Calendly Teams geht in Stunden in Produktion: Kalender verbinden, Event-Typen anlegen, einen Round-Robin-Pool definieren. Auch die Decke ist niedrig: Sobald Sie territoriumsbewusstes Routing oder eine CRM-Audit-Spur brauchen, kann Calendly es nicht, und Sie sind auf das falsche Tool migriert. Chili Piper dauert anfangs länger, weil die Regel-Oberfläche größer ist, und sein Langzeitkosten ist Regel-Wildwuchs: Territorium, dann Segment, dann Tier, dann ABM-Overrides, bis niemand die Logik besitzt. Bestimmen Sie einen einzigen Routing-Verantwortlichen und führen Sie ein vierteljährliches Regel-Audit auf Chili Piper durch. Reporting ist die gemeinsame Schwäche: Leiten Sie Buchungs-Events in Ihr Warehouse (Snowflake oder BigQuery via Webhook) und bauen Sie die Conversion-Dashboards in BI, statt zu erwarten, dass das interne Reporting eines der beiden Tools Fragen nach dem Meeting beantwortet. Beachten Sie, dass Calendly auf seinen gehosteten Buchungsseiten die UTM-Attribution verliert; nutzen Sie das Inline-JavaScript-Embed auf Ihrer eigenen Domain, wenn die Attribution bezahlter Kampagnen zählt.

Verdikt

  • Wählen Sie Calendly, wenn Sie über mehrere Motions terminieren (Outbound, Interviews, CS) und nicht nur Inbound-Demos; wenn das Volumen unter ~800 Leads im Monat liegt; wenn das Team auf HubSpot ist oder die Routing-Regeln einfach sind; oder wenn der Preis pro Sitz und eine MCP/API-Automatisierungsoberfläche schwerer wiegen als Formular-Geschwindigkeit.

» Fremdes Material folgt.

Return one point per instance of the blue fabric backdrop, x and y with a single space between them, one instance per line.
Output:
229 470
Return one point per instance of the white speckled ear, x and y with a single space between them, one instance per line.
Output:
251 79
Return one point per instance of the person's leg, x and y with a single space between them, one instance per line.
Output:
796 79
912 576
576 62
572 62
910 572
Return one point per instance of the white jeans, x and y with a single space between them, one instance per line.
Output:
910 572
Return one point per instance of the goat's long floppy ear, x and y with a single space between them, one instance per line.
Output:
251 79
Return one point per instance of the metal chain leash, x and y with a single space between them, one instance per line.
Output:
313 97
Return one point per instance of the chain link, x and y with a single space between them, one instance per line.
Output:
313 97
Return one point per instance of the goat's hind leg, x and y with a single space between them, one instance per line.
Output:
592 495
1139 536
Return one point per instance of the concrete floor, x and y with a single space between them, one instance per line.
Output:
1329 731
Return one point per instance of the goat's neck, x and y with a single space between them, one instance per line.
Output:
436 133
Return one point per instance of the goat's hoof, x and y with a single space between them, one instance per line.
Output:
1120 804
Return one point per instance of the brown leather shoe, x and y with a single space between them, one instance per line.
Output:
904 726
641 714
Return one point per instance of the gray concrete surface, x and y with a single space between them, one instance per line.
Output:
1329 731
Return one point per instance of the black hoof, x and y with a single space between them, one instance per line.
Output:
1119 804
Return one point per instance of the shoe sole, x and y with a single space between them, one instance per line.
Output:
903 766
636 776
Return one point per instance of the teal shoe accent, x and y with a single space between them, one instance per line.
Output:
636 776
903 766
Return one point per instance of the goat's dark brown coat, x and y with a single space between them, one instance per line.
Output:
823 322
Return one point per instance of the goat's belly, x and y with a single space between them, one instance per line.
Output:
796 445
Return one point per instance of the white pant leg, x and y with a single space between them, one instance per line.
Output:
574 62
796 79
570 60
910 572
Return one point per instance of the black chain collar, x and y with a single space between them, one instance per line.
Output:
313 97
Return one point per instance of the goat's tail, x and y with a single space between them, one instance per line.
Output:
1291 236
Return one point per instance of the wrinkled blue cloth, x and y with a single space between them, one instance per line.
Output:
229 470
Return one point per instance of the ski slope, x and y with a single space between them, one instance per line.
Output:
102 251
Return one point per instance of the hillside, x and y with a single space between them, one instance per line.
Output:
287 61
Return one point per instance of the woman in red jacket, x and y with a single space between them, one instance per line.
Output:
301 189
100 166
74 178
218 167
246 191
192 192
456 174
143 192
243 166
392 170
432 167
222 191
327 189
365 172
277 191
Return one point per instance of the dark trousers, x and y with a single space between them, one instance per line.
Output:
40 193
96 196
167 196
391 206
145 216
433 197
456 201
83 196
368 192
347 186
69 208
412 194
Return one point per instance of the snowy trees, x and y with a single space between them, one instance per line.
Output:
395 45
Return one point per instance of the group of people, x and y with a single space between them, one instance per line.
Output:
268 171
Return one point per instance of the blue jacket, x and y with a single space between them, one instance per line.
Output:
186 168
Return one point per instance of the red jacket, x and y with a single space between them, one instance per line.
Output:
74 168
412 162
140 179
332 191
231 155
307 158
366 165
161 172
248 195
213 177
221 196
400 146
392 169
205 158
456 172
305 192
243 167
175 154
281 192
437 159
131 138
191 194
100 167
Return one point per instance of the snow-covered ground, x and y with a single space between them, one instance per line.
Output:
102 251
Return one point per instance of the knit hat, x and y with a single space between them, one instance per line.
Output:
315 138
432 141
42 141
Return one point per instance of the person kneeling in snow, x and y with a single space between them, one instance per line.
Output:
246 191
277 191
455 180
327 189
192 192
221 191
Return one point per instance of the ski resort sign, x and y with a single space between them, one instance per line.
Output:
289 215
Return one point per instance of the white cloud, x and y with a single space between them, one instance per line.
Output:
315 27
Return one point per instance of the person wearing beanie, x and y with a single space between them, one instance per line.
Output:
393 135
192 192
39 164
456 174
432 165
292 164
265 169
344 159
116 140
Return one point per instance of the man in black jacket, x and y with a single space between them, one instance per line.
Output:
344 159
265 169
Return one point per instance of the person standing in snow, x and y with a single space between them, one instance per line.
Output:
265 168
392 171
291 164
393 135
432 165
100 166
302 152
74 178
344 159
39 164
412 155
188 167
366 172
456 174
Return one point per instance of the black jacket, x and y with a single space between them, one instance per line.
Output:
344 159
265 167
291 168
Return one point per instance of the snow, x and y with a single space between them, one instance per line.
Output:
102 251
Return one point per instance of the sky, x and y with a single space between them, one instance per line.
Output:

  • Wählen Sie Chili Piper, wenn die Conversion des Inbound-Demo-Flows der Umsatz-Engpass ist; wenn Speed-to-Lead auf dem Formular die Show-Rate bewegt; wenn das Routing vom Kontoinhaber in Salesforce, vom Territorium oder vom ABM-Tier abhängt; oder wenn Sie Chat, Live-Call-Concierge und Account-Identifikation von einem Anbieter wollen.

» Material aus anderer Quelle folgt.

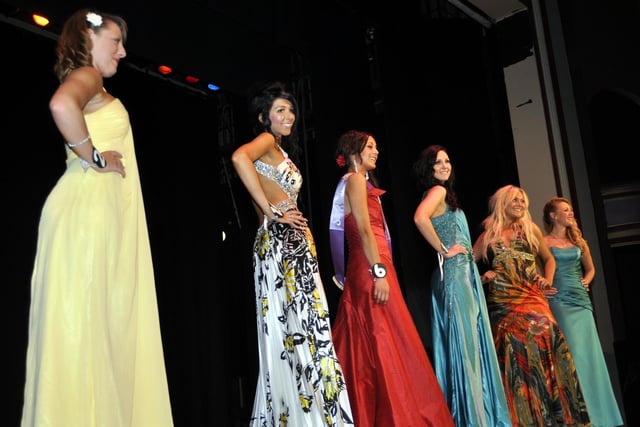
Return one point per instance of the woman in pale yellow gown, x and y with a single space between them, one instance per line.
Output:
94 355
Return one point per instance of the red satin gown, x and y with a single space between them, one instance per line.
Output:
389 377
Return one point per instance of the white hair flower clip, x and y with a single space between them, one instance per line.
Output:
94 19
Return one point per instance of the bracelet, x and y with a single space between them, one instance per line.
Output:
277 213
445 250
79 143
98 161
378 271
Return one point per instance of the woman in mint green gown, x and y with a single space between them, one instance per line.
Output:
465 358
573 310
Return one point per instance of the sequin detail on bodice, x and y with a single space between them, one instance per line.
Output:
286 175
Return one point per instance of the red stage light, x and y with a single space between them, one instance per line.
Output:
165 70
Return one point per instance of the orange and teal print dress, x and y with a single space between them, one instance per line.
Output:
537 367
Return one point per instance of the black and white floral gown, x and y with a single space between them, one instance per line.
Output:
300 380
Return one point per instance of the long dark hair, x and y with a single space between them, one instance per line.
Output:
353 142
259 107
424 173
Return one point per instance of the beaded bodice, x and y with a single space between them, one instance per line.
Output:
286 175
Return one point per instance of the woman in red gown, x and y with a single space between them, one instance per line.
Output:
389 378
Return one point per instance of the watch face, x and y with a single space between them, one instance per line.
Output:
378 270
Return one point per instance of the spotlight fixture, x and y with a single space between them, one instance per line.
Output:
165 70
40 20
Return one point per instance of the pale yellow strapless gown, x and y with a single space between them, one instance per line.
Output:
94 354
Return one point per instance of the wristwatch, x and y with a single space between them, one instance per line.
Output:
378 270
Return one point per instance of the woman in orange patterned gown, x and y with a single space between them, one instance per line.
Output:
537 367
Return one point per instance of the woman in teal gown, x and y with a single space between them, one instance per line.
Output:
573 310
466 364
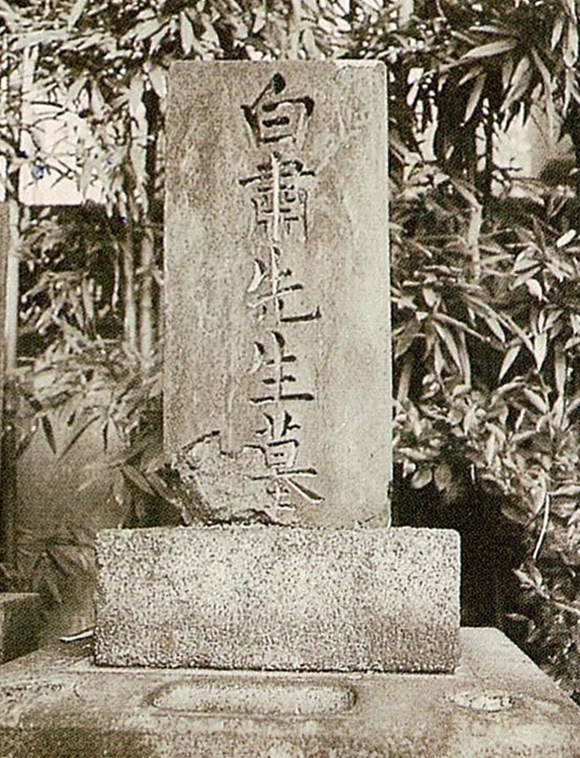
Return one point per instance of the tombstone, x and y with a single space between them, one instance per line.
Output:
276 638
277 393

  • Wählen Sie keines von beiden, wenn die Aufgabe schlichtes 1:1-Buchen unter 10 Reps ist — Calendly Free oder der native Terminplaner von HubSpot decken das ohne einen Teams-Sitz. Wenn die Routing-Logik allein das harte Problem ist und Scheduling beiläufig, geht LeanData beim Matching tiefer. Wenn Sie auf einem Neubau einen AI-nativen Inbound-Stack wollen, ist Default der moderne Kandidat, den Sie gegen Chili Piper abwägen.

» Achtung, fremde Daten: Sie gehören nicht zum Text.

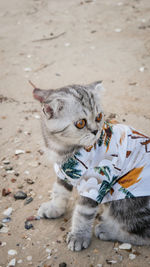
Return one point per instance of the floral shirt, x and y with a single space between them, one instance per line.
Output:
116 167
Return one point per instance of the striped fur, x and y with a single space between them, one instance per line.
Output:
124 220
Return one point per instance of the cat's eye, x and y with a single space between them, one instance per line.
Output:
99 117
80 124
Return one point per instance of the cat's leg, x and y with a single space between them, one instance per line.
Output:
126 221
57 205
82 222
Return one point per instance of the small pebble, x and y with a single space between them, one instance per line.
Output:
62 264
111 261
13 180
4 230
27 69
30 181
7 219
48 250
12 263
118 30
6 192
10 172
20 195
29 258
8 212
132 256
62 228
33 164
141 69
8 168
3 244
67 44
20 261
36 116
12 252
19 151
125 246
28 225
28 200
6 162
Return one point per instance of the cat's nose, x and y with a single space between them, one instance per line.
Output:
95 132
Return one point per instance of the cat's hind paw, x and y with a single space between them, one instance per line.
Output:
77 242
49 211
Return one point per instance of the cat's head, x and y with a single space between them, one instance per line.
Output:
72 114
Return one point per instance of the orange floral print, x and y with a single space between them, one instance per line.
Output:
131 177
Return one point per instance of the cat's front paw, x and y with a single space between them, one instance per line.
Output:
50 211
77 242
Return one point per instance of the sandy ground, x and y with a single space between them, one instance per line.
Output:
55 43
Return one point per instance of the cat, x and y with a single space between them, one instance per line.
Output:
71 119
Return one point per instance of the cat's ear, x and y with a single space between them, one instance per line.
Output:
96 86
53 108
40 95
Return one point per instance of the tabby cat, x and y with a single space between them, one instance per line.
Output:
72 119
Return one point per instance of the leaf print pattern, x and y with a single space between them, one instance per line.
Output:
130 178
70 168
127 193
106 135
105 188
105 170
121 170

Standard-Wahl: Wenn Sie sich nicht entscheiden können, starten Sie mit Calendly. Es ist die günstigere, breitere Basis, und Sie merken, wann Sie an die Wand stoßen — Leads beim falschen Rep gebucht, keine Routing-Audit-Spur, eine Show-Rate, die hängt, weil das Meeting ein zweiter Self-Service-Schritt ist. Genau das sind die Signale, die Chili Piper rechtfertigen, und es sind Bedingungen, die Sie erkennen, wenn Sie sie erreichen — keine Vermutungen für den ersten Tag.